While we're tallying up nods to the 80s, stick Tears For Fears' 'Mad World' in the ledger. For a more recent touchstone, there's a Musey throb but this emotive effort - "Love, I'm trying so hard to be free/Lonely and free and out of love - belongs in a coming-of-age movie, specifically the scene where our hero's had a big row with his dad and is running down a twilit street, punching walls.
This one's slow, beatless, with vast, reverbed piano and a regretful but philosophical McVeigh - "If you need to find yourself in the arms of someone else/I wish you on your way". It flirts with cliché ("This is only the beginning/Although it feels just like the end"), but just about manages to sound powerful with its cathedral-like acoustics and brass chorus leading it away.
Add Simple Minds to the 80s chargesheet. Pre-US breakthrough Simple Minds when they were still doing diverting things with synths just as their facility with a hook was coming together. 'Be Your Man' chimes and soars - all those wonderful, rousing things - and boasts a ridiculously great chorus that goes something like, "I'll be your man/Free on an open ride/Into the maple glow/Sail on the dusk we pull our love in tow". Yeah, or something. You could call it a Keane chorus if that wasn't taken the wrong way. It's like a Keane chorus. Don't take that the wrong way.
'Rio' is back, along with that soupy piano - but it all ends with a horror-movie chord so that's OK.
"My love changes with the weather/And my heart/Red imitation leather" - a good line to get us underway as Cave's fluid bass oozes around shafts-of-light synth before McVeigh's guitar goes all Van Halen (really) for the second verse. "Tricky" is a criminally underused word in pop (maybe Run-D.M.C. gave it its definitive airing), but otherwise this is a little po-faced to really connect. More po-faced than normal.
Careful electric piano plays in the corner of a church. Slow, disjointed drums join the 'fun' before a huge chorus pleads, "Wait for me/Take this weight off from me," and the song buckles under its importance. It's called 'Heaven Can Wait' after all; these aren't small themes. As earnest as this is, its chorus will still get its claws into your brain.

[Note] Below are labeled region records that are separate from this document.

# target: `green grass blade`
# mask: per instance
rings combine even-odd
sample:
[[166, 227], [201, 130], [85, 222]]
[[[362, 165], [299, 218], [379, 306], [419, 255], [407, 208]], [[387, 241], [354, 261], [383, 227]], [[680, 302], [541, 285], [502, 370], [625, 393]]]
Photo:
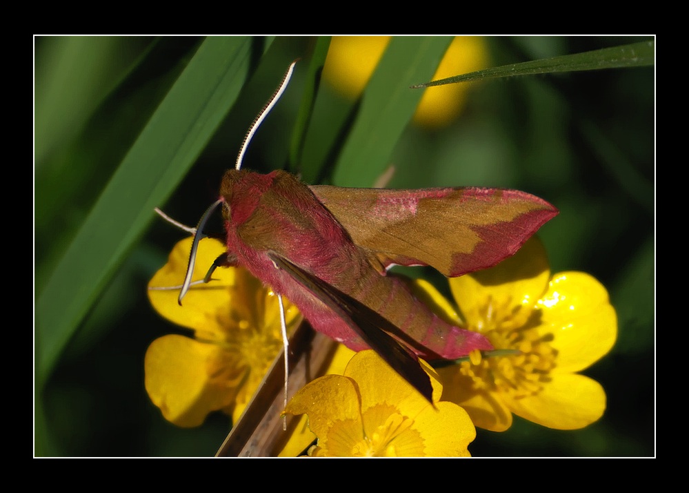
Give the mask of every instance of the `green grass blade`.
[[37, 302], [39, 385], [110, 275], [194, 163], [237, 99], [251, 40], [209, 37], [154, 113]]
[[371, 186], [391, 163], [390, 156], [423, 95], [415, 81], [432, 77], [450, 37], [394, 37], [361, 97], [357, 119], [336, 164], [333, 182]]
[[299, 106], [299, 112], [292, 132], [290, 144], [290, 168], [292, 172], [297, 169], [299, 164], [301, 162], [306, 132], [313, 114], [321, 72], [323, 71], [323, 66], [326, 62], [330, 46], [330, 36], [319, 37], [316, 39], [311, 60], [309, 62], [306, 75], [307, 82], [304, 87], [301, 104]]
[[517, 75], [597, 70], [603, 68], [643, 67], [655, 63], [655, 43], [653, 41], [634, 43], [622, 46], [594, 50], [583, 53], [503, 65], [483, 70], [416, 84], [412, 88], [442, 86], [457, 82], [510, 77]]

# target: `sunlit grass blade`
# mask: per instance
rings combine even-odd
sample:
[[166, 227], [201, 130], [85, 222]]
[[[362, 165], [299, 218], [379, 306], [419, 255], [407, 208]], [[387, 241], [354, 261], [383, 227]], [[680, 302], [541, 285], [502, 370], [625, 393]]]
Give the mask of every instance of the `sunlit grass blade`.
[[587, 51], [583, 53], [503, 65], [468, 74], [441, 79], [412, 86], [413, 88], [442, 86], [457, 82], [510, 77], [517, 75], [597, 70], [603, 68], [643, 67], [653, 65], [655, 59], [653, 41]]
[[153, 114], [36, 305], [37, 379], [59, 354], [110, 275], [194, 163], [236, 100], [250, 70], [251, 41], [209, 37]]
[[292, 171], [294, 171], [301, 162], [306, 132], [311, 121], [311, 115], [313, 114], [321, 73], [323, 71], [323, 66], [326, 62], [330, 45], [330, 36], [321, 36], [316, 39], [313, 54], [309, 62], [306, 75], [307, 81], [304, 87], [301, 104], [299, 106], [299, 113], [292, 132], [290, 144], [290, 167]]

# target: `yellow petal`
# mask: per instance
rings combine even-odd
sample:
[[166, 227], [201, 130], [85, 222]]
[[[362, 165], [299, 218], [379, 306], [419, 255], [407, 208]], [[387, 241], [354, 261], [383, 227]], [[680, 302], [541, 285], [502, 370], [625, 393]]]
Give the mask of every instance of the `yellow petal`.
[[608, 291], [583, 272], [554, 276], [539, 306], [541, 336], [550, 333], [557, 349], [556, 371], [578, 371], [605, 356], [617, 336], [617, 317]]
[[144, 383], [166, 419], [178, 426], [198, 426], [208, 413], [233, 402], [236, 387], [231, 383], [241, 381], [241, 370], [232, 369], [224, 356], [217, 346], [176, 334], [150, 344]]
[[512, 257], [491, 269], [453, 278], [450, 287], [468, 325], [480, 329], [487, 307], [490, 316], [499, 320], [513, 316], [515, 308], [535, 306], [550, 275], [546, 249], [532, 237]]
[[598, 382], [577, 374], [551, 374], [552, 380], [536, 395], [511, 399], [517, 416], [557, 429], [578, 429], [597, 420], [606, 410], [606, 392]]
[[390, 36], [333, 36], [323, 67], [323, 77], [354, 99], [368, 84], [390, 42]]
[[461, 406], [477, 427], [491, 432], [504, 432], [512, 426], [512, 412], [497, 392], [472, 387], [470, 377], [462, 375], [458, 366], [438, 369], [443, 383], [442, 400]]
[[[431, 376], [433, 400], [438, 400], [442, 394], [442, 385], [437, 374], [423, 360], [419, 360], [419, 362]], [[414, 418], [421, 409], [430, 405], [419, 391], [371, 349], [359, 351], [352, 358], [344, 374], [359, 386], [362, 413], [370, 407], [386, 403], [394, 405], [402, 415]]]
[[[288, 403], [285, 414], [308, 414], [309, 429], [319, 438], [321, 446], [327, 447], [328, 432], [335, 421], [353, 420], [362, 429], [356, 385], [341, 375], [326, 375], [307, 384]], [[353, 443], [362, 436], [353, 437]]]
[[[341, 375], [344, 373], [347, 363], [357, 353], [342, 344], [337, 345], [332, 360], [326, 370], [326, 375]], [[278, 454], [279, 457], [295, 457], [301, 454], [308, 447], [316, 436], [309, 429], [306, 415], [299, 418], [299, 423], [293, 427], [290, 438], [284, 447]]]
[[[191, 237], [179, 242], [170, 253], [168, 263], [159, 270], [148, 283], [148, 298], [151, 304], [161, 316], [182, 327], [195, 330], [213, 331], [220, 330], [219, 314], [227, 312], [230, 306], [228, 287], [234, 282], [234, 269], [217, 269], [213, 280], [201, 285], [192, 286], [182, 301], [177, 303], [179, 289], [151, 289], [150, 288], [180, 287], [184, 281]], [[226, 251], [225, 246], [217, 240], [204, 238], [199, 244], [192, 280], [202, 280], [213, 261]]]
[[414, 418], [413, 429], [423, 438], [426, 457], [468, 457], [476, 428], [466, 411], [453, 403], [427, 406]]
[[303, 414], [292, 428], [289, 440], [277, 454], [278, 457], [298, 457], [316, 439], [315, 434], [308, 428], [308, 416]]

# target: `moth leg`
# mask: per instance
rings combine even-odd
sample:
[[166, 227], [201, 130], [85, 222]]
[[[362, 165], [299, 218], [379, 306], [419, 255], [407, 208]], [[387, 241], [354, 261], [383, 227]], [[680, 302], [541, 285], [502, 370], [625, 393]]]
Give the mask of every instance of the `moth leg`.
[[[285, 306], [282, 302], [282, 295], [277, 295], [277, 302], [280, 307], [280, 328], [282, 331], [282, 347], [285, 355], [285, 394], [284, 406], [287, 407], [287, 398], [289, 393], [290, 381], [290, 358], [288, 349], [290, 347], [290, 338], [287, 336], [287, 320], [285, 318]], [[282, 429], [287, 431], [287, 416], [282, 416]]]
[[213, 260], [213, 263], [211, 264], [210, 268], [208, 269], [208, 271], [206, 274], [206, 277], [203, 278], [203, 282], [208, 282], [211, 280], [210, 276], [213, 275], [213, 273], [215, 272], [215, 269], [218, 267], [236, 267], [237, 255], [228, 252], [221, 253], [214, 260]]

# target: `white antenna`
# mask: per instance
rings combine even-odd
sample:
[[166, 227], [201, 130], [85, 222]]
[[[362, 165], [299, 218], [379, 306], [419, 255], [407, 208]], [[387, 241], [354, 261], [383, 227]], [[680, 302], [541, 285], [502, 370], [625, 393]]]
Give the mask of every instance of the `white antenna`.
[[282, 96], [282, 93], [285, 92], [285, 89], [287, 88], [287, 84], [290, 83], [290, 79], [292, 78], [292, 74], [294, 71], [294, 66], [299, 59], [294, 60], [290, 65], [290, 68], [287, 69], [287, 72], [285, 72], [285, 76], [282, 78], [282, 82], [280, 83], [280, 86], [275, 90], [275, 92], [272, 93], [270, 99], [268, 102], [266, 103], [263, 109], [259, 113], [259, 115], [254, 119], [253, 123], [251, 124], [251, 126], [249, 127], [249, 131], [246, 133], [246, 135], [244, 136], [244, 141], [241, 143], [241, 147], [239, 148], [239, 155], [237, 157], [237, 164], [234, 165], [235, 169], [239, 169], [241, 168], [241, 160], [244, 157], [244, 153], [246, 152], [246, 148], [249, 146], [249, 142], [251, 138], [254, 136], [256, 133], [256, 129], [259, 128], [261, 123], [265, 119], [268, 114], [270, 113], [270, 110], [272, 107], [275, 106], [277, 103], [278, 99]]

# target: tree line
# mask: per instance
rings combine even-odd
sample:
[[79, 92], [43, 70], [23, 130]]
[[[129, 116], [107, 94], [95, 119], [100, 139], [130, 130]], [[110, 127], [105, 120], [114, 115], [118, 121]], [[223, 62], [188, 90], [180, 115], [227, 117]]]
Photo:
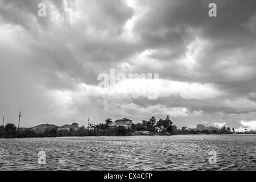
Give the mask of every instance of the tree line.
[[[185, 135], [205, 134], [232, 134], [234, 129], [224, 126], [222, 128], [213, 131], [189, 131], [187, 127], [181, 129], [173, 125], [170, 117], [167, 115], [165, 119], [159, 119], [156, 121], [152, 117], [148, 121], [143, 120], [142, 123], [133, 124], [130, 130], [123, 126], [112, 126], [112, 119], [108, 118], [105, 123], [94, 125], [90, 123], [87, 127], [84, 126], [80, 127], [77, 130], [66, 131], [58, 130], [57, 127], [47, 128], [42, 133], [36, 133], [32, 128], [17, 128], [13, 123], [0, 126], [0, 138], [26, 138], [26, 137], [58, 137], [58, 136], [126, 136], [137, 134], [138, 131], [148, 131], [151, 135]], [[72, 125], [78, 126], [77, 123]]]

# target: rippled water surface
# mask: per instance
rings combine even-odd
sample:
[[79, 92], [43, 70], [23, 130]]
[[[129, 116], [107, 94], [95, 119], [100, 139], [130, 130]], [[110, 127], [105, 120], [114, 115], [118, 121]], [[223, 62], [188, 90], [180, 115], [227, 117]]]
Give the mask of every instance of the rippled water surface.
[[0, 139], [0, 169], [256, 170], [255, 149], [256, 135]]

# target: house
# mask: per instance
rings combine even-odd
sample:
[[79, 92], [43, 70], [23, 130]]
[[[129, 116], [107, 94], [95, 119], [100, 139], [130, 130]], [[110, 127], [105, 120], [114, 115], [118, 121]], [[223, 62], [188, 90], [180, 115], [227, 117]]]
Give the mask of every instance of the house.
[[61, 126], [59, 127], [58, 130], [63, 131], [63, 130], [66, 130], [66, 131], [77, 131], [79, 127], [73, 125], [65, 125]]
[[115, 120], [115, 121], [112, 122], [109, 126], [110, 127], [123, 126], [126, 129], [130, 130], [132, 124], [133, 124], [132, 120], [127, 118], [123, 118], [121, 119]]
[[213, 130], [217, 130], [218, 128], [213, 126], [209, 126], [207, 127], [204, 126], [204, 125], [199, 124], [196, 125], [196, 128], [195, 129], [188, 129], [188, 131], [213, 131]]
[[47, 124], [41, 124], [32, 127], [32, 129], [34, 130], [36, 133], [43, 133], [47, 129], [51, 129], [57, 127], [58, 127], [57, 126], [47, 123]]

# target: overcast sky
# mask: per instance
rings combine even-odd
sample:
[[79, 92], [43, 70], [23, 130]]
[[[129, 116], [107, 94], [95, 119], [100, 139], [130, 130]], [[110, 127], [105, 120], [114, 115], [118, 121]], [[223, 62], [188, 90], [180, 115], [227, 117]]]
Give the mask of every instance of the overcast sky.
[[[170, 115], [178, 127], [255, 130], [255, 0], [0, 0], [0, 115], [17, 125], [20, 110], [26, 127]], [[112, 68], [159, 73], [159, 98], [101, 92]]]

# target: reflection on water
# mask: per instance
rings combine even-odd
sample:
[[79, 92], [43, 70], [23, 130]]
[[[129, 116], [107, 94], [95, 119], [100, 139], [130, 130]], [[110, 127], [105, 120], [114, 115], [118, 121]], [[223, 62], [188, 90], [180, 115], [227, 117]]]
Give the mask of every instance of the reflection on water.
[[[0, 139], [0, 169], [256, 170], [255, 147], [254, 135]], [[39, 164], [41, 151], [46, 165]]]

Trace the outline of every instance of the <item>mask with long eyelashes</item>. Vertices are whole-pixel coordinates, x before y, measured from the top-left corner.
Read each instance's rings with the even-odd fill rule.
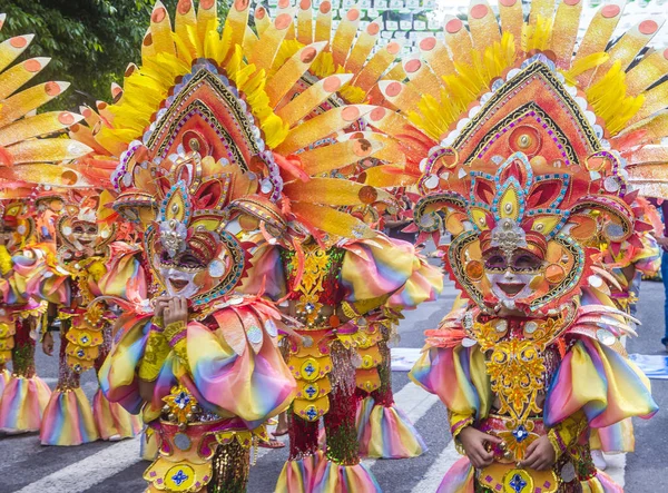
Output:
[[[543,260],[533,254],[519,249],[510,259],[500,250],[484,255],[484,269],[489,273],[536,273],[542,269]]]
[[[494,248],[483,254],[483,260],[485,282],[502,306],[514,309],[533,298],[542,279],[541,258],[521,248],[510,255]]]

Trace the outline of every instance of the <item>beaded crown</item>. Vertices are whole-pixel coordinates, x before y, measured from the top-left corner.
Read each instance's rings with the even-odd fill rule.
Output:
[[[380,85],[420,176],[415,223],[422,237],[453,235],[446,267],[481,307],[493,304],[488,250],[544,260],[523,303],[547,310],[587,283],[597,238],[617,252],[639,243],[638,193],[668,191],[668,50],[646,48],[660,24],[610,42],[623,10],[610,3],[576,47],[582,3],[537,0],[524,19],[519,0],[500,1],[499,17],[473,0],[468,24],[446,17],[444,42],[404,60],[405,83]]]

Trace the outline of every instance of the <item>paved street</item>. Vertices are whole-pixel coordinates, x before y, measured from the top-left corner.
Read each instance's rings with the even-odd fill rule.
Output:
[[[422,333],[434,327],[449,309],[456,293],[449,285],[438,302],[424,304],[406,314],[401,325],[400,347],[422,346]],[[659,344],[664,331],[664,289],[660,283],[644,283],[640,295],[639,338],[628,342],[629,353],[662,354]],[[56,361],[38,357],[38,371],[49,385],[56,383]],[[652,381],[659,405],[668,408],[668,381]],[[84,387],[89,396],[96,390],[95,376],[88,373]],[[435,491],[450,464],[458,459],[452,447],[443,406],[432,395],[421,391],[403,372],[393,372],[396,402],[416,424],[429,452],[403,461],[369,461],[367,464],[385,492],[430,493]],[[608,472],[628,493],[668,491],[665,474],[668,462],[668,415],[659,412],[649,422],[636,421],[638,452],[610,457]],[[139,443],[97,442],[72,448],[42,447],[33,434],[0,435],[0,492],[31,493],[134,493],[141,492],[143,470],[148,463],[139,460]],[[286,450],[261,450],[257,465],[250,472],[249,492],[269,493],[284,461]]]

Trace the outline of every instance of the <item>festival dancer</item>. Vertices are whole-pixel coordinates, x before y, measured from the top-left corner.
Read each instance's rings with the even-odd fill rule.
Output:
[[[143,225],[160,292],[149,305],[124,308],[118,344],[100,371],[107,396],[143,408],[159,435],[159,456],[145,474],[150,491],[244,491],[254,436],[266,440],[263,423],[292,402],[295,381],[276,347],[282,315],[257,296],[277,283],[279,264],[263,269],[258,255],[287,247],[284,215],[303,214],[343,236],[374,236],[331,207],[336,203],[314,203],[317,187],[310,199],[282,178],[301,181],[308,160],[350,159],[342,148],[360,142],[336,134],[373,107],[330,107],[302,122],[342,76],[286,98],[324,43],[275,67],[292,16],[256,24],[256,34],[248,7],[235,2],[220,33],[216,2],[196,12],[183,0],[173,31],[157,2],[141,66],[127,75],[122,96],[107,108],[112,120],[96,135],[106,148],[125,149],[115,207]],[[358,201],[363,186],[347,185]],[[289,206],[282,201],[288,195]],[[258,286],[252,296],[237,288],[244,276]]]
[[[374,220],[379,226],[383,225],[392,238],[414,244],[415,233],[401,231],[412,225],[412,203],[405,187],[387,191],[392,195],[392,200],[376,203],[375,208],[372,208],[375,218],[367,217],[366,221]],[[377,321],[377,341],[373,341],[370,347],[376,351],[379,364],[375,368],[357,369],[357,394],[361,397],[356,422],[357,441],[360,455],[365,457],[407,459],[420,456],[426,451],[420,433],[394,403],[389,343],[401,337],[396,333],[400,318],[402,317],[397,310],[385,309],[385,316]],[[370,379],[370,376],[375,378]],[[372,382],[373,385],[370,385]]]
[[[7,292],[2,305],[2,345],[11,347],[12,373],[1,394],[0,430],[7,433],[39,431],[51,391],[35,371],[35,334],[46,313],[46,304],[24,290],[22,273],[30,269],[35,249],[35,220],[29,217],[28,197],[2,204],[2,275]],[[28,264],[28,265],[27,265]]]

It's been a while, but the pace is back up again, and the guitar is riffing chunkily too. McVeigh appears to be claiming, "I saw her blue eye candid in the headlight/I saw her white smile digging in the goldmine," and granted, you'd probably remember if you saw all that. The album closer, this is a big pop moment like all the best songs on 'BIG TV', kind of Killers-like as it builds in intensity over hollering voices and a great big pissing contest between synth and guitar. It was never going to end with a whimper.